[ HawkSilver ]
Tamtejszego dnia Clint był w nawet dobrym humorze. Siedział przy stole czytając gazetę oraz podjadając w międzyczasie gofry. Jego dzieci wraz z żoną byli jakieś dwa tysiące kilometrów od jego miejsca pobytu. Odwrócił się, gdy za jego plecami zawiał nietypowy wiatr. Firanki na oknie powiewały przy otwartym oknie. Mężczyzna zdziwił się, ponieważ niedawno je zamknął. Przeszedł do kuchni oraz napił się stojącej na blacie kawy.
- Nie za dużo? - usłyszał za plecami. Pospiesznie się odwrócił lekko przestraszony.
- Pietro... - westchnął, gdy zrozumiał kto zjawił się w jego mieszkaniu. - Wystraszyłeś mnie.
- Przepraszam, przechodziłem niedaleko i postanowiłem wpaść - wyjaśnił. - Nie przeszkadzam?
- Nie, tylko mogłeś uprzedzić - kiwnął głową. - Kawy, herbaty?
- Nic nie chcę, dzięki - odparł chłopak. - Pamiętasz, że jutro mamy misję?
- Tak, spokojnie - uśmiechnął się. - Nie musisz akurat mi przypominać.
- Tak w ogóle to jak tam dzieciaki? - wtrącił Maximoff.
- Nie jest źle... - odpowiedział Clint. - Czemu tak pytasz?
- Tak sobie, zależy mi. - wzruszył ramionami.
- Jak zamierzasz spędzić święta? - wypytywał blondyn.
- Z dziećmi najprawdopodobniej. A ty?
- Z Wandą zapewne albo samotnie. - odparł Pietro.
- Jeśli chcesz to możesz do nas wpaść. - zaproponował Clint.
- Uprzedzam, że nie funduję prezentów. - parsknął śmiechem mężczyzna.

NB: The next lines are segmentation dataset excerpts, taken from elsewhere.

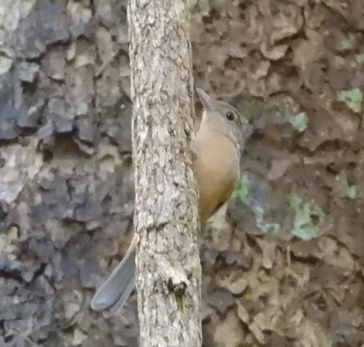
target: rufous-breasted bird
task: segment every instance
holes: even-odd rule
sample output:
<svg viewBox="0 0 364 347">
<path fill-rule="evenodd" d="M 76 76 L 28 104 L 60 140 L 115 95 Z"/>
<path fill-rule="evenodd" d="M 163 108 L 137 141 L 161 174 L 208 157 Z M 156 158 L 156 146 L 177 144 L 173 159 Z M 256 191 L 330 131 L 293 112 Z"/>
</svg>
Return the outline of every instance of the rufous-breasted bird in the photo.
<svg viewBox="0 0 364 347">
<path fill-rule="evenodd" d="M 203 106 L 194 141 L 203 225 L 236 187 L 240 178 L 241 151 L 253 127 L 231 105 L 215 99 L 201 89 L 197 91 Z M 94 309 L 114 311 L 129 297 L 135 285 L 136 242 L 135 234 L 122 260 L 94 296 L 91 301 Z"/>
</svg>

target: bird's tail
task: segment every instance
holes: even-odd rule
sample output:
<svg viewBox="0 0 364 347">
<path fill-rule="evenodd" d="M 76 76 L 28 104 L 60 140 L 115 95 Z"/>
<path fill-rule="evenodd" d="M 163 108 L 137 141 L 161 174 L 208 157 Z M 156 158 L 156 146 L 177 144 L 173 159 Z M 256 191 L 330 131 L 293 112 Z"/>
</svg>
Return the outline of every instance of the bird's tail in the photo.
<svg viewBox="0 0 364 347">
<path fill-rule="evenodd" d="M 91 301 L 93 309 L 111 312 L 122 306 L 135 286 L 135 251 L 132 247 L 96 292 Z"/>
</svg>

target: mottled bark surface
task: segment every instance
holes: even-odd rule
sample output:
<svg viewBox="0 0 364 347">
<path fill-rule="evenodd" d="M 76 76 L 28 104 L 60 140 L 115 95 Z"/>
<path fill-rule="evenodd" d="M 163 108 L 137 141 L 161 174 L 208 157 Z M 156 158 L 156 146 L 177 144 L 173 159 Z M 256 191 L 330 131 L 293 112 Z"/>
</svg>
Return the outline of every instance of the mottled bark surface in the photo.
<svg viewBox="0 0 364 347">
<path fill-rule="evenodd" d="M 187 1 L 130 2 L 134 225 L 142 346 L 202 340 Z"/>
<path fill-rule="evenodd" d="M 265 128 L 204 233 L 204 346 L 361 346 L 364 3 L 190 4 L 195 86 Z M 0 1 L 1 347 L 138 345 L 135 295 L 90 307 L 133 232 L 127 4 Z"/>
</svg>

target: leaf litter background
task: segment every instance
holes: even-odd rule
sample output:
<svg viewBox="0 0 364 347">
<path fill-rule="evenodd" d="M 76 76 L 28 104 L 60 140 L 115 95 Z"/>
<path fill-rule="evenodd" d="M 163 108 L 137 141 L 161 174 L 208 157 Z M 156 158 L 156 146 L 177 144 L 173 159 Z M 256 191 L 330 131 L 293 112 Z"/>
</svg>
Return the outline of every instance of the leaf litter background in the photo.
<svg viewBox="0 0 364 347">
<path fill-rule="evenodd" d="M 126 1 L 0 4 L 0 345 L 138 345 Z M 192 0 L 196 86 L 263 129 L 203 233 L 205 346 L 364 344 L 364 3 Z M 196 105 L 198 110 L 201 106 Z"/>
</svg>

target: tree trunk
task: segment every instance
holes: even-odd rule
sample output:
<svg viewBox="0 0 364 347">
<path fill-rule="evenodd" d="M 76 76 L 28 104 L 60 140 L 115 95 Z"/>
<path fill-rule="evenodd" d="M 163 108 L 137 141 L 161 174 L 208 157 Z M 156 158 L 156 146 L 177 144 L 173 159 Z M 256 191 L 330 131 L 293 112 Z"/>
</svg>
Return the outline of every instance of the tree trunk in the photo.
<svg viewBox="0 0 364 347">
<path fill-rule="evenodd" d="M 129 8 L 141 346 L 200 346 L 201 269 L 186 0 Z"/>
</svg>

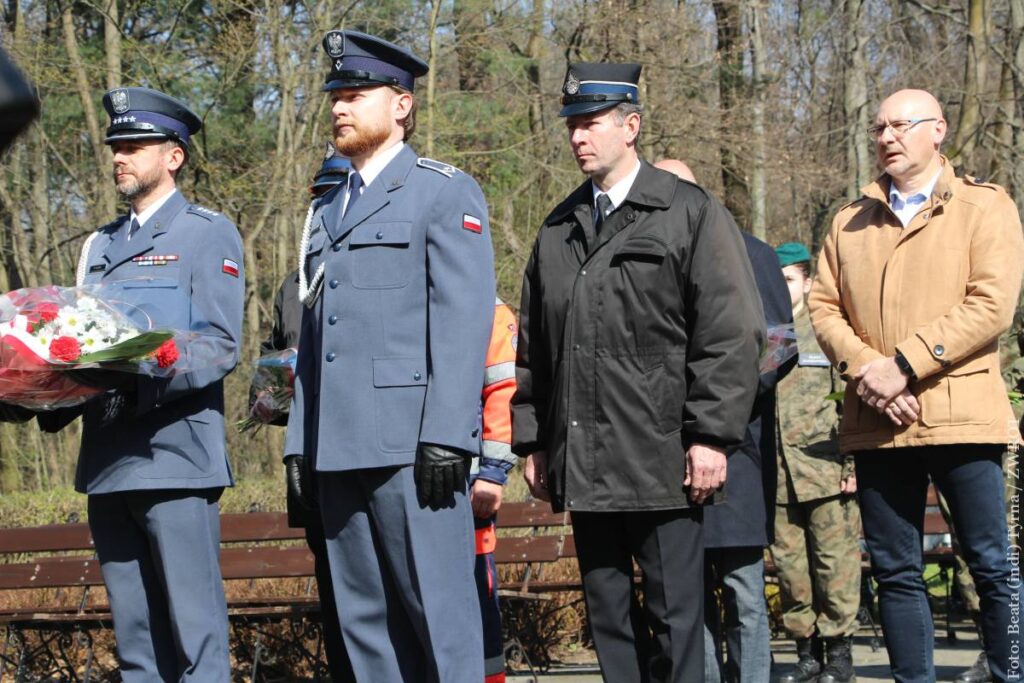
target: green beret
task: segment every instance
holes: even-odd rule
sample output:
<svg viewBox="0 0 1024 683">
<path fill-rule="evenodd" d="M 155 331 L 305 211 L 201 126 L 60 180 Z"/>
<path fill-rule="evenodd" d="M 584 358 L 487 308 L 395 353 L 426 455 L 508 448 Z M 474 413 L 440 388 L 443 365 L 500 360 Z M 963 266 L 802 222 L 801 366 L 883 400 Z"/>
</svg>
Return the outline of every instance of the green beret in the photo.
<svg viewBox="0 0 1024 683">
<path fill-rule="evenodd" d="M 784 268 L 794 263 L 804 263 L 811 260 L 811 253 L 807 247 L 799 242 L 786 242 L 775 247 L 775 254 L 778 255 L 778 262 Z"/>
</svg>

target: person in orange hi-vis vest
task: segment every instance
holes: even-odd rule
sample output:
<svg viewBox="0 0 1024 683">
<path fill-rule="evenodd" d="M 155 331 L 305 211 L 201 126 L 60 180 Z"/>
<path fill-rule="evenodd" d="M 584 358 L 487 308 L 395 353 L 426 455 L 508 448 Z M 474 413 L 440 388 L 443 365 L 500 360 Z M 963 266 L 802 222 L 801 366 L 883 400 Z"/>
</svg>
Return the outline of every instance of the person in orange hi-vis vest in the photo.
<svg viewBox="0 0 1024 683">
<path fill-rule="evenodd" d="M 502 488 L 515 465 L 512 454 L 512 415 L 509 401 L 515 393 L 515 347 L 519 329 L 515 313 L 501 299 L 495 300 L 495 325 L 487 347 L 480 411 L 483 423 L 480 456 L 470 471 L 470 502 L 476 527 L 476 590 L 483 621 L 484 683 L 504 683 L 505 651 L 502 615 L 498 606 L 498 569 L 495 566 L 495 520 L 502 505 Z"/>
</svg>

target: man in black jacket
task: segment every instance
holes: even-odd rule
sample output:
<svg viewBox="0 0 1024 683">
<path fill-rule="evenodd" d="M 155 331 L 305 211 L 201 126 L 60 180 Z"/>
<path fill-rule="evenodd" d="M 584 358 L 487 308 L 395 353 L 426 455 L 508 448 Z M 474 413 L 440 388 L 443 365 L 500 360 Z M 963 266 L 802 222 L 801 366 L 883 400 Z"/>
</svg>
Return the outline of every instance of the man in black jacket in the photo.
<svg viewBox="0 0 1024 683">
<path fill-rule="evenodd" d="M 513 450 L 534 496 L 571 512 L 605 679 L 701 681 L 699 506 L 743 439 L 764 315 L 728 212 L 639 159 L 639 76 L 566 75 L 561 116 L 589 179 L 526 266 Z"/>
</svg>

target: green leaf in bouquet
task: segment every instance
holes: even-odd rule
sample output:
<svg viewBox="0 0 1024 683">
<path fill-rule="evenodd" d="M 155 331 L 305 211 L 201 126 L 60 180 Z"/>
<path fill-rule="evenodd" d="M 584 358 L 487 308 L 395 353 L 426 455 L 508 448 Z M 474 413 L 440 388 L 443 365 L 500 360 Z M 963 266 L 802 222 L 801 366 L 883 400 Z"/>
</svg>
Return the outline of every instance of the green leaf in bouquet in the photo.
<svg viewBox="0 0 1024 683">
<path fill-rule="evenodd" d="M 143 332 L 137 337 L 126 339 L 120 344 L 108 346 L 102 350 L 93 351 L 92 353 L 83 353 L 75 362 L 110 362 L 112 360 L 134 360 L 144 358 L 160 348 L 161 344 L 173 336 L 174 333 L 169 330 L 153 330 L 151 332 Z"/>
</svg>

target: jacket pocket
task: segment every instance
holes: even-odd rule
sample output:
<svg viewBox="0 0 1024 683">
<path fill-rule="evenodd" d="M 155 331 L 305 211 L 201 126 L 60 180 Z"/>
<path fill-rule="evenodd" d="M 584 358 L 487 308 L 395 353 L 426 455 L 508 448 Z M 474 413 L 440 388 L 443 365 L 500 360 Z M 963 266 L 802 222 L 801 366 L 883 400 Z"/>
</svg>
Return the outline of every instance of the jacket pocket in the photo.
<svg viewBox="0 0 1024 683">
<path fill-rule="evenodd" d="M 1001 380 L 995 390 L 1001 390 Z M 989 424 L 996 414 L 989 358 L 975 358 L 925 379 L 918 397 L 925 426 Z"/>
<path fill-rule="evenodd" d="M 416 451 L 426 393 L 425 358 L 374 358 L 374 420 L 381 451 Z"/>
<path fill-rule="evenodd" d="M 411 222 L 364 223 L 352 230 L 352 287 L 397 289 L 409 283 L 412 267 Z"/>
</svg>

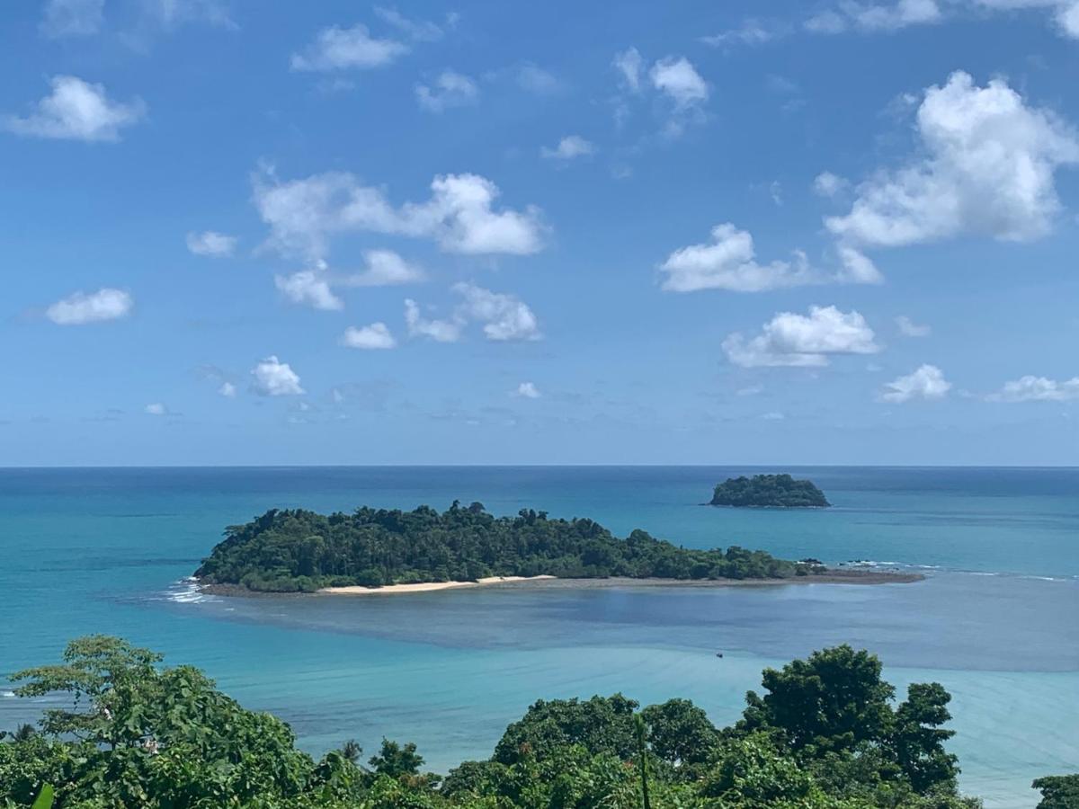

- No dobra, nie musisz. - rzekł Hawkeye.
- Ale za to mogę dać wcześniejszy tobie. - oznajmił Pietro zbliżając się niebezpiecznie do łucznika.
Clint lekko spanikował, a jego oddech przyspieszył. Maximoff zaś nie był taki nieśmiały. Od razu dostał to czego chciał oraz złożył skromny pocałunek dla mężczyzny.
Sam mikołajkowy wieczór dla obu mężczyzn skończył się przyjemnością. Oboje leżeli w łóżku czule się przytulając. Dla nich obu to był niezapomniany dzień, lecz jednak niezręczny. Mimo uczuć Clinta do mężczyzny czuł, że to nie fair. Jednak było to silniejsze od niego.